Aqueles Dois – História de Aparente Mediocridade e Repressão é um dos contos mais representativos da nossa literatura contemporânea. Narra a história de Raul e Saul, dois homens que vêm de regiões diferentes do país para trabalhar em uma empresa cinza, num emprego burocrático, e que acabam se encontrando e se apaixonando.
Morangos Mofados
“Não chegaram a usar palavras como “especial”, “diferente” ou qualquer coisa assim. Apesar de, sem efusões, terem se reconhecido no primeiro segundo do primeiro minuto. Acontece porém que não tinham preparo algum para dar nome às emoções, nem mesmo para tentar entendê-las. Não que fossem muito jovens, incultos demais ou mesmo um pouco burros. Raul tinha um ano mais que trinta; Saul, um menos. Mas as diferenças entre eles não se limitavam a esse tempo, a essas letras. Raul vinha de um casamento fracassado, três anos e nenhum filho. Saul, de um noivado tão interminável que terminara um dia, e um curso frustrado de Arquitetura. Talvez por isso, desenhava. Só rostos, com enormes olhos sem íris nem pupilas. Raul ouvia música e, às vezes, de porre, pegava o violão e cantava, principalmente velhos boleros em espanhol. E cinema, os dois gostavam”.
(ABREU, Caio Fernando. Morangos Mofados. São Paulo: Brasiliense, 1986, p.126)
Fãs de cinema, como nos diz o trecho. Eis que estamos de volta ao famoso filme de Wyler. Em um determinado momento do conto, um deles, com sono, confessa ao outro que passou a madrugada acordado assistindo a um filme de que gostava muito.
“Até um dia em que Saul chegou atrasado e, respondendo a um vago que que houve, contou que tinha ficado até tarde assistindo a um velho filme na televisão. Por educação, ou cumprindo um ritual, ou apenas para que o outro não se sentisse mal chegando quase às onze, apressado, barba por fazer, Raul deteve os dedos sobre o teclado da máquina e perguntou: que filme? Infâmia, Saul contou baixo, Audrey Hepburn, Shirley MacLayne, um filme muito antigo, ninguém conhece. Raul olhou-o devagar, e mais atento, como ninguém conhece? eu conheço e gosto muito. Abalado, convidou Saul para um café e, no que restava daquela manhã muito fria de junho, o prédio feio mais que nunca parecendo uma prisão ou uma clínica psiquiátrica, falaram sem parar sobre o filme”.

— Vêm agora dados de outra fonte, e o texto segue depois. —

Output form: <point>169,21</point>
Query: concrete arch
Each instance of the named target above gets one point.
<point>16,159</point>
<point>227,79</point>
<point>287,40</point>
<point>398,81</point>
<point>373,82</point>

(ABREU, Caio Fernando. Morangos Mofados. São Paulo: Brasiliense, 1986, p.126)
A partir daí, os dois principiam uma forte amizade e, talvez pela mediocridade de uma sociedade que limita as possibilidades de amor, sequer se dão conta de que estão se apaixonando um pelo outro. Mas as pistas estão dadas ao leitor no conto, e as almas cinzas e fofoqueiras que compartilham o mesmo local de trabalho de Raul e de Saul estão atentas ao “estranho” comportamento dos dois.
O fato é que Caio Fernando Abreu inspirou-se no filme de Wyler para contar a história desses dois jovens e citou, como uma pista para os leitores atentos e conhecedores de cinema, esse “filme que ninguém conhece”. A peça, a película e o conto estão nos lembrando que normas calcadas em preconceitos continuamente impedem, destroem e humilham.
Convidamos vocês a fazer o exercício de assistir à Infâmia – filme de Willian Wyler – e a ler o conto Aqueles Dois, de Caio Fernando Abreu, para conhecer mais de perto essa bela relação que se deu na História do Cinema e da Literatura entre uma peça, um filme e um conto.